To allay investor concerns regarding the demerger of its Hotels division demerger, ITC arranged an analyst call with brokerages recently. While the value unlocking owing to demerger of the Hotels business is unlikely to be material, Emkay Global said it see improvement in ITC’s returns profile, post demerger of hotel operations. It has a target of Rs 525 on ITC. Here are key takeaways from ITC's analyst meet as suggested by Emkay Global:
40% stake in new entity
ITC said retaining of 40 per cent stake in the new entity is to provide stability to the new entity, access to goodwill, brand assets and domain expertise, and comfort to stakeholders, including partners and employees. Going ahead, any further stake dilution will be the decision of the board and contingent on the situation at that point in time.
Demerger: Tax neutral
ITC said the scheme of demerger is likely to be tax neutral for all parties — ITC, the new entity, and shareholders. The management noted no tax implication from the demerger, in compliance to all conditions (key conditions being same shareholder base and transfer at book value) set out in Section 2(19AA) of the Income Tax Act. On the capital gains front, the period of holding for shareholders will be measured from the time of investment in ITC. Also, there is no indirect tax implication with regard to the demerger.
Stamp duty cost not material
ITC said stamp duty will have cost implications, but unlikely to be material. Given that both, the new and old entities, will be residing in West Bengal, and approval has been asked from the West Bengal NCLT (post necessary approvals), there will be stamp duty pay out of 0.5 per cent of the fair market value of shares issued as consideration. With respect to properties in other states, the management noted there is a lower rate (rates are capped) for mergers and acquisitions, as such costs will not be material.
Royalty payments for brand usage
On usage of ITC brands, ITC will impose royalty, the rate of which is unlikely to be material. ITC looks to sustain business synergies on arm’s length basis.

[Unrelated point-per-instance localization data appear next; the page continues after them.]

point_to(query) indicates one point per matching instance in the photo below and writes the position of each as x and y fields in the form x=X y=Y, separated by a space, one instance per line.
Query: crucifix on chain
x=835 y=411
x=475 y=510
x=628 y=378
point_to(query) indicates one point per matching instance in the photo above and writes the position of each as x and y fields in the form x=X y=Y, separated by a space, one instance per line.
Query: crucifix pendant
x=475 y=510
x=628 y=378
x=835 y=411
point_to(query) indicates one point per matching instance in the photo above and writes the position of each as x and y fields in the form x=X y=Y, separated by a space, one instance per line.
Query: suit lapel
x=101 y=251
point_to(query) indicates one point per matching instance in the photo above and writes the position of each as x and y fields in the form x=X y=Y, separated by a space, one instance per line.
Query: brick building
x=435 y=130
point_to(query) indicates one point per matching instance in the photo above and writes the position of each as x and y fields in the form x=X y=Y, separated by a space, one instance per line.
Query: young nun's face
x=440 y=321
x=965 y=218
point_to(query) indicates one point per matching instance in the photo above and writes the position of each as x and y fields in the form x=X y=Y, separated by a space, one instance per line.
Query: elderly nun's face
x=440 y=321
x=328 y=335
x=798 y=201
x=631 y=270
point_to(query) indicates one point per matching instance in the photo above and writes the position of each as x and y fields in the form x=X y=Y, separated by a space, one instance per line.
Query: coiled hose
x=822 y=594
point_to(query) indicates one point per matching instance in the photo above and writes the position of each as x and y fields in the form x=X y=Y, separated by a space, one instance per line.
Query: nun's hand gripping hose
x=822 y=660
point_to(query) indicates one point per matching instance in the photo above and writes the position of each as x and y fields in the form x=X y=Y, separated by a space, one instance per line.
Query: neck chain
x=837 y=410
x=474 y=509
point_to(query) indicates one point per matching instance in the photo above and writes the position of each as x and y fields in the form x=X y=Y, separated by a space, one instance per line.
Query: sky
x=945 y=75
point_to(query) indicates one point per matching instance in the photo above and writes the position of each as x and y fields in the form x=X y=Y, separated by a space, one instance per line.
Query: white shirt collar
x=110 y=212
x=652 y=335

No intention to increase stake in hotels biz
ITC is not looking to increase stake in Hotels via acquiring shares from selling shareholders. The management is clear that the shareholder will take an independent call, with respect to their holding in the new entity. ITC is not looking to buy-back shares from existing shareholders either.
Return profile to improve
Hotels demerger likely to help expansion of the Company’s returns profile. The management sees a 18-20 er cent points expansion in ROCE and a 10 per cent points expansion in ROIC, for FY23. The demerger of other segments will be a factor of: maturity of the business, business strategy, industry dynamics, and own state of evolution. The management does not rule out such possibilities, but noted minute evaluation of the pros and cons of the decision is needed.
Asset right strategy
Under the new entity, ITC is looking to pursue an asset right strategy, as devised in 2017. Under the management contract, the hotels division has added 18 properties in the last 16 months. Going ahead, the management sees the need for capex to be restricted to depreciation.
"However, if the need arises, the entity will be open to acquire any marquee property available for sale. As the new entity will have no debt or any large asset, the management believes the new entity entails both, a debt and equity position, to raise capital," Emkay Global said.
Talent support
Talent support likely to continue: The new entity will have strategic support from ITC which would comfort employees. The company continues to leverage cross-segment learnings for employees ahead, where the respective boards will facilitate the arrangement. ITC has ESOP for employees; once an employee transfers, the new company would determine the terms of the scheme. Benefits accrued will not be less favourable than those at present; they will be equivalent or better in the new entity.